Untreated bipolar disorder during pregnancy leads to detrimental repercussions on the mother-infant pair's health. Despite different drugs having been proposed as mood stabilizers, lithium remains the first-choice agent for preventing mood changes.


Analyzing up-to-date information on the reproductive safety of lithium and providing practice guidelines to optimize its use during pregnancy.


Findings from prospective and case-control studies confirm an increased, specific risk of Ebstein's anomaly (4.45-7.6/1000 live births), although lower than that previously reported. A potential increase in the risk of neural tube defects should also be taken into consideration. Moreover, several perinatal complications may occur, and even in the presence of relatively low infant serum levels, in the case of drug exposure during late pregnancy. Despite such concerns, lithium should still be considered the first-choice agent for treating bipolar disorder in pregnancy.
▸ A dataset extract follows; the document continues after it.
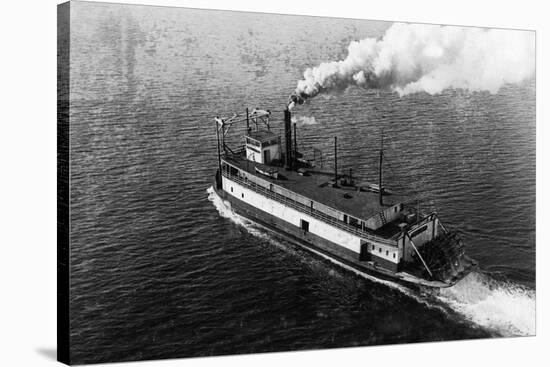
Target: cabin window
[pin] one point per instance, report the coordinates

Indeed, the U.S. FDA recently issued a new warning regarding the reproductive safety of antipsychotics. Moreover, the risk of fetal valproate/carbamazepine syndrome (and the confirmed neurodevelopmental teratogenicity of valproate) contraindicates the use of both medications, whereas the use of lamotrigine is limited by efficacy concerns. However, women who need lithium treatment during pregnancy should be carefully monitored: a strict gynecologic and psychiatric surveillance and, probably, preconception folate supplementation is highly advisable. Moreover, delivery should be programmed in Neonatal Intensive Care Units to ensure optimal management of potential iatrogenic perinatal complications.